Glazman-Krein-Naimark Theory, Left-Definite Theory and the Square of the Legendre Polynomials Differential Operator

TL;DR

This paper applies left-definite spectral theory and GKN boundary conditions to explicitly characterize the domain of the squared Legendre differential operator, revealing new simple boundary conditions.

Contribution

It provides a novel characterization of the domain of the squared Legendre operator using four boundary conditions, including a new non-GKN formulation.

Findings

Explicit domain characterization with four boundary conditions

Introduction of a new simple non-GKN boundary condition

Equivalence of GKN and non-GKN boundary conditions

Abstract

As an application of a general left-definite spectral theory, Everitt, Littlejohn and Wellman, in 2002, developed the left-definite theory associated with the classical Legendre self-adjoint second-order differential operator $A$ in $L^{2}(-1,1)$ which has the Legendre polynomials $\{P_{n}% \}_{n=0}^{\infty}$ as eigenfunctions.
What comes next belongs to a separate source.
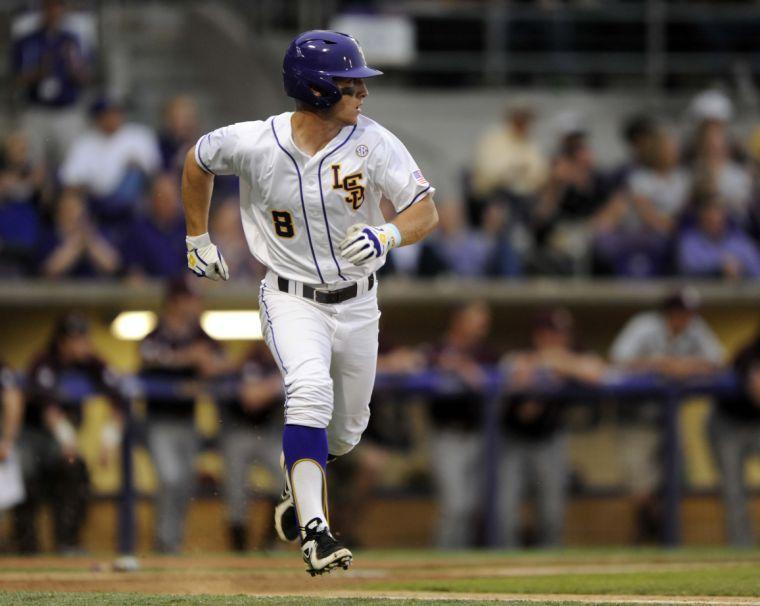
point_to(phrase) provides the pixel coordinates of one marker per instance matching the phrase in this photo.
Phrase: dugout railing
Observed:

As a consequence, they explicitly determined the domain $\mathcal{D}(A^{2})$ of the self-adjoint operator $A^{2}.$ However, this domain, in their characterization, does not contain boundary conditions. In fact, this is a general feature of the left-definite approach developed by Littlejohn and Wellman. Yet, the square of the second-order Legendre expression is in the limit-4 case at each end point $x=\pm1$ in $L^{2}(-1,1)$ so $\mathcal{D}(A^{2})$ should exhibit four boundary conditions. In this paper, we show that this domain can, in fact, be expressed using four separated boundary conditions using the classical GKN (Glazman-Krein-Naimark) theory. In addition, we determine a new characterization of $\mathcal{D}(A^{2})$ that involves four \textit{non-GKN} boundary conditions. These new boundary conditions are surprisingly simple - and natural - and are equivalent to the boundary conditions obtained from the GKN theory.